Every road in the Napa Valley is scenic. Some are just more scenic than others. Highway 29, the main road up the (westish) center of the valley, takes you through all the valley towns and right by some of the area's most famous wineries and restaurants. From Napa to St. Helena it parallels the route of the Napa Valley Wine Train. Wave at the engineer and passengers. That's half the fun for everybody.
Passing through St. Helena, Highway 29 is called Main Street. Along most other stretches it's referred to as the Saint Helena Highway. In reality, it's all Highway 29—a divided highway from Napa to Yountville, and a two-lane highway (with frequent left-turn lanes) all the way from Yountville to Calistoga. Caltrans, the State of California's transportation department, would love to make "29" a divided highway the whole length of the valley, but the natives have fought valiantly and successfully to prevent this from happening. Even most of those who commute up or down the valley are willing to put up with the inconvenience of a two-lane road in order to preserve the beauty of the drive.

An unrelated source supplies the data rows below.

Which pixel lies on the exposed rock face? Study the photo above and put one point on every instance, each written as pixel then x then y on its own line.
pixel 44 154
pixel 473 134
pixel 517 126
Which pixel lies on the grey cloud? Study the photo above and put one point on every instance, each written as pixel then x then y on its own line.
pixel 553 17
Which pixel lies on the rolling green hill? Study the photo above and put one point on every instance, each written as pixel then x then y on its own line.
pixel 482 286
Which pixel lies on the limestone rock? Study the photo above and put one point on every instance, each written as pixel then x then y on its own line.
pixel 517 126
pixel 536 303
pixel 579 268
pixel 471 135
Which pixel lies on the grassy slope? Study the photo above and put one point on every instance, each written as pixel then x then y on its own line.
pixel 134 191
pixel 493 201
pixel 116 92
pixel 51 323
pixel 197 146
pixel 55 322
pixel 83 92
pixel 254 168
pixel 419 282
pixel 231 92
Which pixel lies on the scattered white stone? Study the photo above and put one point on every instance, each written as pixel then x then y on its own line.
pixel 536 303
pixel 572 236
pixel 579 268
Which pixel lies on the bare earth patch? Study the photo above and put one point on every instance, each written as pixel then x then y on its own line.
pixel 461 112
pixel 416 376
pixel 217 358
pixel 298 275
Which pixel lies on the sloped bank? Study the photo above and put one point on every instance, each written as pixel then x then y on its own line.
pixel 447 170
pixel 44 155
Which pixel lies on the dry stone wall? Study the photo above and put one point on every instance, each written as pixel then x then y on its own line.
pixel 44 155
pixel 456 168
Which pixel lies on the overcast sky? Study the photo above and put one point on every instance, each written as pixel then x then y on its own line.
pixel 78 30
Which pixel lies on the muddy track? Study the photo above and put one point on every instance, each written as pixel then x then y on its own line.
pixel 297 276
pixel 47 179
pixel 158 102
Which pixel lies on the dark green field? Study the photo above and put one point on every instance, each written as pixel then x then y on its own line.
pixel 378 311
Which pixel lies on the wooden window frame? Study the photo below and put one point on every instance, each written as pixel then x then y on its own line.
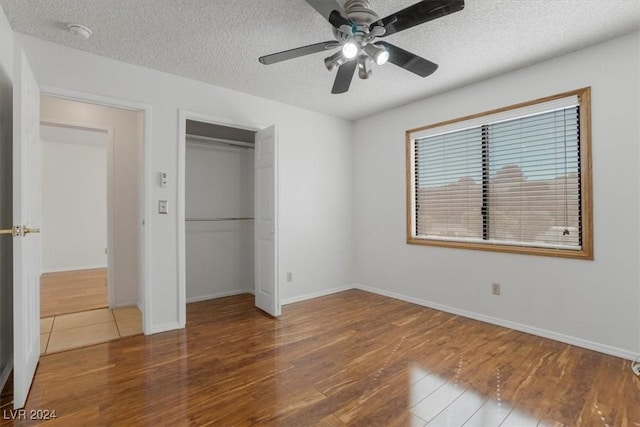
pixel 586 251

To get a full appreciation of the Napa Valley, you should definitely drive Highway 29, in one direction or the other.
The Silverado Trail runs along the east side of the valley. It goes outside most of the towns, and there are fewer wineries and much less traffic. Yet it still offers beautiful views, many wineries and quicker driving if you're in a hurry. Don't be in too much of a hurry, however. The view is too lovely and this road can be dangerous, because people drive much faster than on Highway 29 and seem to get more impatient, passing on stretches where it is unsafe to pass. Use caution and you'll enjoy "the Trail" immensely. We do.
The name "Silverado" comes from the road's history carrying quicksilver (mercury) wagons from the mines in northern Napa County. The quicksilver was eventually transported to the gold fields of California where it was used to separate gold from the ore or sand in which it was found. The Trail also led to the Silverado Silver Mine on Mt. St. Helena, where years later Robert Louis Stevenson gathered the notes for his story The Silverado Squatters.

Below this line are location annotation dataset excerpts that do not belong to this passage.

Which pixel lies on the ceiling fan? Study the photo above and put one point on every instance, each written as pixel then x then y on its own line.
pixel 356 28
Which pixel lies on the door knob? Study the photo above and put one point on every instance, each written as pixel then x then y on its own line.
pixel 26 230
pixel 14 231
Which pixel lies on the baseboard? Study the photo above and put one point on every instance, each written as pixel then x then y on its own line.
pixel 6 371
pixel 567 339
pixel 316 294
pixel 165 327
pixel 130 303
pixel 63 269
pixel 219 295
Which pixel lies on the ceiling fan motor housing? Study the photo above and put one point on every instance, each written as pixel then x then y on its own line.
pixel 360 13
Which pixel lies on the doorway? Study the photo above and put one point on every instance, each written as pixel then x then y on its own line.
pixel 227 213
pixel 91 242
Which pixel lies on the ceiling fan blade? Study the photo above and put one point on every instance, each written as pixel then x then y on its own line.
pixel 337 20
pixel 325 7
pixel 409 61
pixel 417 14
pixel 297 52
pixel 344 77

Crossing the valley from west to east, connecting Highway 29 with the Silverado Trail, are three major crossroads. Each road crosses the valley at the town that it's named after. They are: Yountville Cross Road, Oakville Cross Road, and Rutherford Cross Road. (Several other roads make this connection, too, but they don't quite have the flair that the crossroads do.) Each road passes wineries and beautiful homes, and all offer gorgeous views. Try any one of these to get off the beaten path.
Don't be too disappointed if after turning off Highway 121/12 south of Napa, you follow the "Napa River Resorts" signs to Cuttings Wharf and have trouble finding the "resorts." Perhaps once there were resorts in this area, although there appears to be no historical record that this was ever the case. Still, it's a pleasant drive, taking you through some of Napa County's section of the Carneros wine district, famous for its Chardonnays and Pinot Noirs.
Between Yountville and Napa is an 8-mile stretch of divided highway. The highway provides beautiful views, but for more leisurely sightseeing we offer two tips. Northbound from Napa, turn right (east) at the Washington Street turnoff, then turn immediately left to go north again. Follow the frontage road to Yountville, enjoy the view of the vineyards by the side of the road, and take pictures of the beautiful views toward the mountains to the east.
Coming back at the end of the day, skip the divided highway again. Instead go west off Highway 29 at the Veterans Home turnoff, cross the tracks and turn left on the frontage road (Solano Avenue) to go south toward Napa. This will give you beautiful views of homes, vineyards and wineries to the west toward the Mayacamas Mountains. If this is at sunset, it's even more beautiful. Follow Solano into Napa and then, when you reach the business/residential areas, turn back onto the highway again and continue your journey on the main highway.
A beautiful drive that will take you from Yount Street in Yountville to Highway 29 north of town. You'll pass the site of the original mill built by town founder George Yount in 1836.
There are many other drives, particularly in the eastern part of Napa County, that offer beautiful scenery and relatively uncrowded roads. The best online source we've found is California Motorcycle Roads (www.pashnit.com/motoroads.htm). It includes lengthy write-ups and extensive photographs. While the writer is speaking to motorcycle riders, the routes he describes can all be driven by car. Look at the listings under the Napa-Sonoma-Solano section. They include Berryessa-Knoxville Road, Highway 128, Highway 121, Chiles-Pope Valley Road, Howell Mountain Road, and Spring Mountain-St. Helena Road.